Data Can Bring You Down

Welcome to the Cloud

It’s exciting! You’ve got a huge new toolbox with a cornucopia of choices. And forums with a bonanza of advice.

Whether you are creating, migrating, or something in-between, everybody has an opinion about building cloud apps:

  • Development Model: Serverless? Micro-services? Containerized? Traditional?
  • Platform: Cloud-Provider? PaaS? IaaS packages?
  • Database Stores: MongoDB? PostgreSQL? DynamoDB? S3?

While you dig through the avalanche of advice, there is one topic conspicuous by its absence… what is the right way to handle persistent data?

Data storage in the cloud is clean and easy? Courtesy: https://www.flickr.com/photos/jonwestra78

Day 1: How Should I Manage My Application's Data?

There are even more ways to store data in cloud than there were on-premises!

You can use:

  • Database as a Service: AWS RDS, MongoDB Atlas, etc.
  • Standalone Databases: PostgreSQL, MongoDB, MySQL, etc.
  • Files: local files or cloud NAS
  • Objects: more tiers than an Instagram wedding cake

Most applications use a combination of tools to get the best results.

Once you decide how to store the data, you need to provision for capacity and performance.

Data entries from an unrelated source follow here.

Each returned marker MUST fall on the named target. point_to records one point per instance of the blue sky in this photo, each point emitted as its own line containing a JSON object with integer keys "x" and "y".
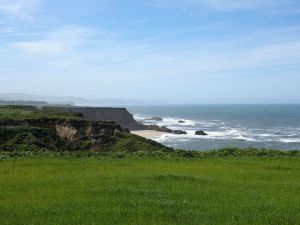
{"x": 184, "y": 51}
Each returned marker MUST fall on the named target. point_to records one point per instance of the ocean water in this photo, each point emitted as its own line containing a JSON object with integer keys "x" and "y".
{"x": 260, "y": 126}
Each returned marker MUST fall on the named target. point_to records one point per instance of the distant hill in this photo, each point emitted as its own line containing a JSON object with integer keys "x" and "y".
{"x": 54, "y": 100}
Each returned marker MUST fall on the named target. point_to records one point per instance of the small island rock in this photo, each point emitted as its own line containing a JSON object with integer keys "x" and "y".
{"x": 200, "y": 132}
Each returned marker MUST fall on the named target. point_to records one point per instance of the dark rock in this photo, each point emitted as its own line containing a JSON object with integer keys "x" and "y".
{"x": 126, "y": 130}
{"x": 118, "y": 134}
{"x": 200, "y": 132}
{"x": 155, "y": 119}
{"x": 179, "y": 132}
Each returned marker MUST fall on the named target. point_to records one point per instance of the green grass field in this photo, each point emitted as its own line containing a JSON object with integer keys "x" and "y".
{"x": 242, "y": 190}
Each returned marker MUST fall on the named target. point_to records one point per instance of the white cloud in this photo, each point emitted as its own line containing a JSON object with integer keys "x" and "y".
{"x": 60, "y": 41}
{"x": 19, "y": 8}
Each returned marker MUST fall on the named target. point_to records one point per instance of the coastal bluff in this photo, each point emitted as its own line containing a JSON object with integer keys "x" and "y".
{"x": 120, "y": 116}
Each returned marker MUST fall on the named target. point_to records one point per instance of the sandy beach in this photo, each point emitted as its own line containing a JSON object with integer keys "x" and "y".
{"x": 150, "y": 134}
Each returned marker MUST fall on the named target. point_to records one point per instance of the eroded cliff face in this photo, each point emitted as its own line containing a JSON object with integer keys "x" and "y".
{"x": 119, "y": 115}
{"x": 71, "y": 129}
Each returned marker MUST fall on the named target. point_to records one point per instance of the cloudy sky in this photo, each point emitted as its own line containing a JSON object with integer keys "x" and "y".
{"x": 180, "y": 51}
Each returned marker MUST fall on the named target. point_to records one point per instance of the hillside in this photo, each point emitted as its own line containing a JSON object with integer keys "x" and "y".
{"x": 29, "y": 128}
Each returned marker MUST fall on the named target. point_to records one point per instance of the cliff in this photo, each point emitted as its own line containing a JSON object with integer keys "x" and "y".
{"x": 33, "y": 129}
{"x": 119, "y": 115}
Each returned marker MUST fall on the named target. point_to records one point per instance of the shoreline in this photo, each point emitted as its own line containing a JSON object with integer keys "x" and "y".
{"x": 149, "y": 134}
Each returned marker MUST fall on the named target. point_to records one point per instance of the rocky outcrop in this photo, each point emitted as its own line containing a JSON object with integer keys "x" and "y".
{"x": 119, "y": 115}
{"x": 164, "y": 129}
{"x": 66, "y": 132}
{"x": 201, "y": 132}
{"x": 71, "y": 129}
{"x": 155, "y": 119}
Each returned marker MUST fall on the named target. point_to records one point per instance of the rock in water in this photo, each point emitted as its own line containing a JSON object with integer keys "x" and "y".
{"x": 155, "y": 119}
{"x": 200, "y": 132}
{"x": 179, "y": 132}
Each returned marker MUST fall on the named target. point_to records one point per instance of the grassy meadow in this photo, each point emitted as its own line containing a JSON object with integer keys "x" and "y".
{"x": 233, "y": 190}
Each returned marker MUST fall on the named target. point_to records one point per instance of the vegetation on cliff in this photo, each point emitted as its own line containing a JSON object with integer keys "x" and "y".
{"x": 35, "y": 130}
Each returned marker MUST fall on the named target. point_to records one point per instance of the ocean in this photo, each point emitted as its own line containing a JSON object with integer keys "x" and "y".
{"x": 259, "y": 126}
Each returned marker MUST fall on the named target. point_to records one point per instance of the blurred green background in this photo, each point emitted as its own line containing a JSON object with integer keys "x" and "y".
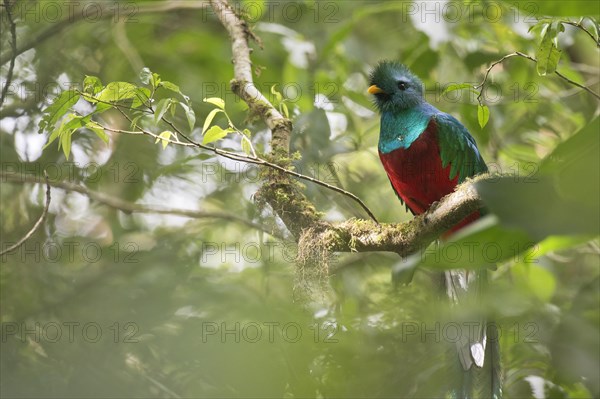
{"x": 105, "y": 303}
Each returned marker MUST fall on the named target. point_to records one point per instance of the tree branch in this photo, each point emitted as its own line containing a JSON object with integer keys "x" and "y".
{"x": 298, "y": 214}
{"x": 35, "y": 226}
{"x": 13, "y": 47}
{"x": 129, "y": 207}
{"x": 530, "y": 58}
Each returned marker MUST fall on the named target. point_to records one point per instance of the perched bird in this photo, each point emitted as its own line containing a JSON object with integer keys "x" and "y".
{"x": 426, "y": 153}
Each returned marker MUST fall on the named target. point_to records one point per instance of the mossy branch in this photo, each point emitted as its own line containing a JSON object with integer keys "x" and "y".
{"x": 286, "y": 197}
{"x": 356, "y": 235}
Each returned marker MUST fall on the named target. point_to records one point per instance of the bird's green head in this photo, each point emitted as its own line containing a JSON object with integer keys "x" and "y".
{"x": 395, "y": 87}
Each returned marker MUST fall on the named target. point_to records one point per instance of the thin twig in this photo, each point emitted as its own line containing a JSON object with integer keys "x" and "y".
{"x": 36, "y": 225}
{"x": 519, "y": 54}
{"x": 228, "y": 154}
{"x": 129, "y": 207}
{"x": 13, "y": 46}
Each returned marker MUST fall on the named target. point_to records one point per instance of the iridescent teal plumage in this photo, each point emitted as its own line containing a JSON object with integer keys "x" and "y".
{"x": 426, "y": 153}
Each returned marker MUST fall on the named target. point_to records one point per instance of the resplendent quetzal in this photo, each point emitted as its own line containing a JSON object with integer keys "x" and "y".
{"x": 426, "y": 153}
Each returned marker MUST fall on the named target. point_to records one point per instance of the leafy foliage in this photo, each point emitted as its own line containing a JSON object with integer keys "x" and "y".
{"x": 179, "y": 299}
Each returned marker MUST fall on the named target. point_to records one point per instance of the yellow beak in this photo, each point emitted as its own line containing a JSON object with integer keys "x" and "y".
{"x": 374, "y": 90}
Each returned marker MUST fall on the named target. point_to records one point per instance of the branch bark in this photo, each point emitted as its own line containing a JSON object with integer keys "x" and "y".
{"x": 129, "y": 207}
{"x": 290, "y": 204}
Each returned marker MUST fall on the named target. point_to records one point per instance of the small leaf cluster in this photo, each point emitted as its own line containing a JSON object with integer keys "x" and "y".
{"x": 140, "y": 105}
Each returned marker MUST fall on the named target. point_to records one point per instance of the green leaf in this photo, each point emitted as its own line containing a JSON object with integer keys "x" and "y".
{"x": 219, "y": 102}
{"x": 535, "y": 279}
{"x": 561, "y": 198}
{"x": 209, "y": 118}
{"x": 163, "y": 138}
{"x": 246, "y": 145}
{"x": 277, "y": 94}
{"x": 53, "y": 136}
{"x": 155, "y": 80}
{"x": 285, "y": 110}
{"x": 483, "y": 115}
{"x": 65, "y": 141}
{"x": 142, "y": 95}
{"x": 215, "y": 133}
{"x": 170, "y": 86}
{"x": 145, "y": 75}
{"x": 161, "y": 108}
{"x": 190, "y": 115}
{"x": 58, "y": 109}
{"x": 117, "y": 91}
{"x": 96, "y": 128}
{"x": 548, "y": 54}
{"x": 92, "y": 85}
{"x": 458, "y": 86}
{"x": 481, "y": 244}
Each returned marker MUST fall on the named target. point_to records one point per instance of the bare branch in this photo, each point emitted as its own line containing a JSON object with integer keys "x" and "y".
{"x": 530, "y": 58}
{"x": 243, "y": 84}
{"x": 107, "y": 11}
{"x": 35, "y": 226}
{"x": 403, "y": 238}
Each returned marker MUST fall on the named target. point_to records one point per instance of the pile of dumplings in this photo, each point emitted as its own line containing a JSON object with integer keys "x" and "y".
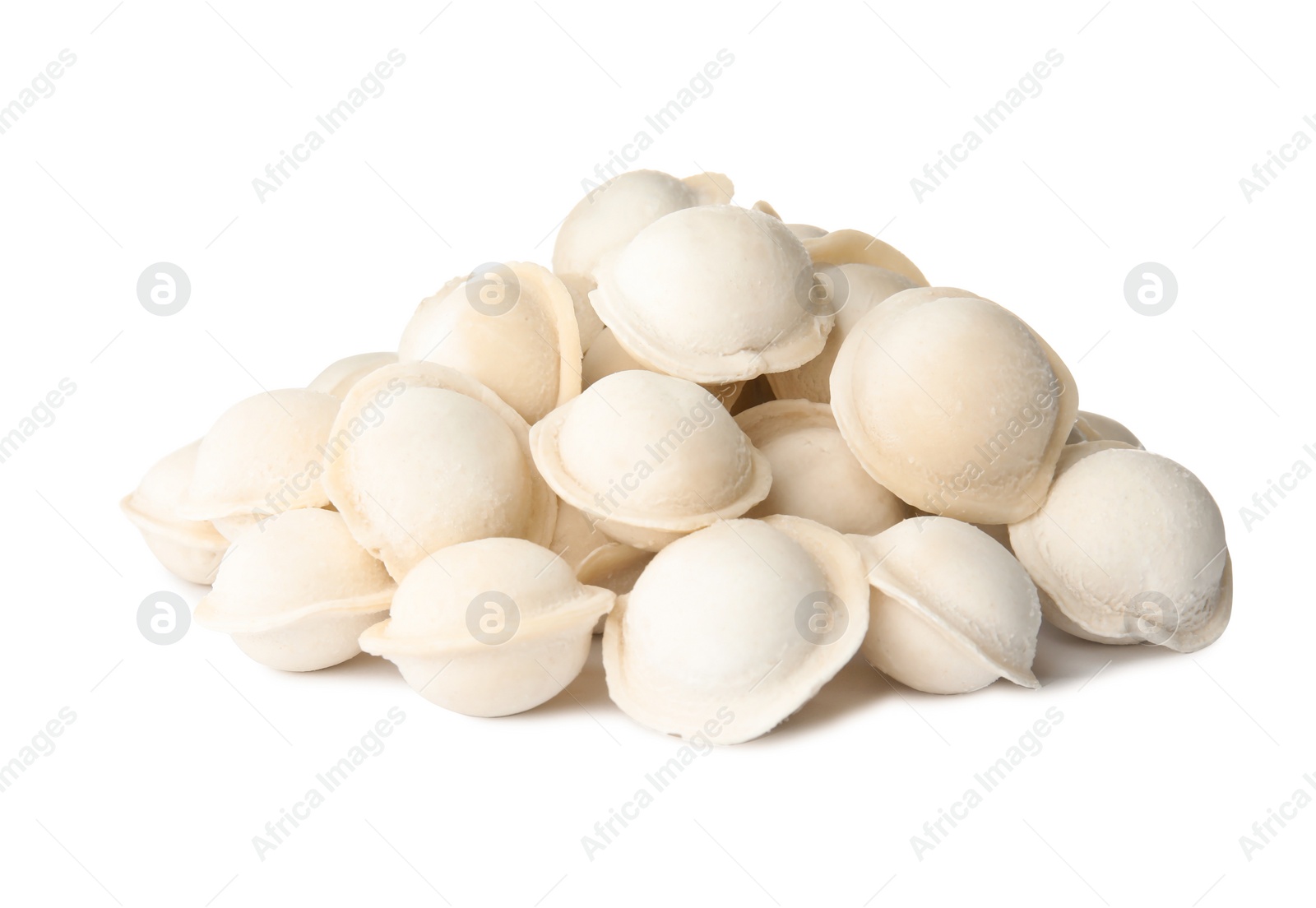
{"x": 741, "y": 449}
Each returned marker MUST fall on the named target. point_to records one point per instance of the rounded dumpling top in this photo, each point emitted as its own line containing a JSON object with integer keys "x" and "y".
{"x": 423, "y": 457}
{"x": 155, "y": 500}
{"x": 965, "y": 585}
{"x": 1131, "y": 548}
{"x": 470, "y": 594}
{"x": 714, "y": 294}
{"x": 954, "y": 405}
{"x": 262, "y": 457}
{"x": 611, "y": 215}
{"x": 512, "y": 328}
{"x": 813, "y": 473}
{"x": 855, "y": 289}
{"x": 607, "y": 355}
{"x": 339, "y": 377}
{"x": 296, "y": 565}
{"x": 651, "y": 451}
{"x": 747, "y": 616}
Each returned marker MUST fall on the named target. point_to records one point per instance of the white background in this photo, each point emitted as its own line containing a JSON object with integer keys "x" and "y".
{"x": 475, "y": 151}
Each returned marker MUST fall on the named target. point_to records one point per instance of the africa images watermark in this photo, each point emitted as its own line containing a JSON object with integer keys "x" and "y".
{"x": 291, "y": 489}
{"x": 1030, "y": 86}
{"x": 1265, "y": 502}
{"x": 43, "y": 745}
{"x": 41, "y": 416}
{"x": 660, "y": 122}
{"x": 991, "y": 449}
{"x": 1265, "y": 173}
{"x": 276, "y": 832}
{"x": 701, "y": 744}
{"x": 934, "y": 832}
{"x": 1263, "y": 831}
{"x": 43, "y": 86}
{"x": 370, "y": 86}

You might even consider how you’ll scale, deal with failures, secure the data, and meet compliance regulations (Hey, I’m an optimist).

It’s a stressful decision. Data is “the new oil”, “the lifeblood of business”, and “the new bacon”. You want to pick the right way to manage your data; your business depends on that information. Unfortunately, with so many variables, making the right decision seems impossible. Still, you’ll pick something reasonable, and then you’ll never have to worry about it again. Phew.

Except… data doesn’t take care of itself. In the cloud, there is no storage, backup, disaster recovery, or compliance team watching over your data. If you care about your application, you’ll be managing its data every day of the application’s life.

Even the Gingerbread man can’t escape data management. Courtesy: https://society6.com/product/attack-of-the-gingerbread-man-ii_wall-clock

Day 2: A Day in the Life of a Cloud App Developer

Congratulations! You’ve released an application into your environment. You’ve created something that helps people. Take a moment to celebrate.

Now, take a deep breath. Your life will never be the same. Here’s a day in your life.

06:30: Make sure backups are happening and that they’re being replicated off site. Consider testing a restore to make sure the backups are good. Resolve to do it tomorrow… for the 100th straight day. Push down the guilt.

10:30: You get an escalation about application performance. After looking at processing and network, check out the data path. Figure out which storage resources are serving the application. Look at historical data to find changes in workload, resource performance, etc. Hope that application performance goes back to normal on its own.

12:10: Discuss with others how to scale the application. If you add more compute resources, how can they share the same data? Will that become a bottleneck?

14:07: Somebody hits a bug in the application. Create a clone environment, so you can reproduce the bug and test and fix. Wait hours to clone or create a data set.

16:20: Finance has asked you to reduce the cost of running your application. Explore ways to either use less expensive storage or use it more efficiently/dynamically.

18:30: As you walk out of the building, wonder when you will have time to ever build a new application.

23:30: Security has identified a flaw in the configuration of some AWS S3 buckets. They want to make sure your data is secure and encrypted. You need to send them details of what you’re doing and how. They also demand full audit logs of who has access to the data and what they’ve done.

06:30: Do it all over again…

The cloud offers infinite tools for building applications: UI, queuing, analytics, etc. Without data management, however, you won’t have time to create new applications. Instead, you’ll become a de-facto platform administrator: managing storage, backup, and compliance for your existing apps.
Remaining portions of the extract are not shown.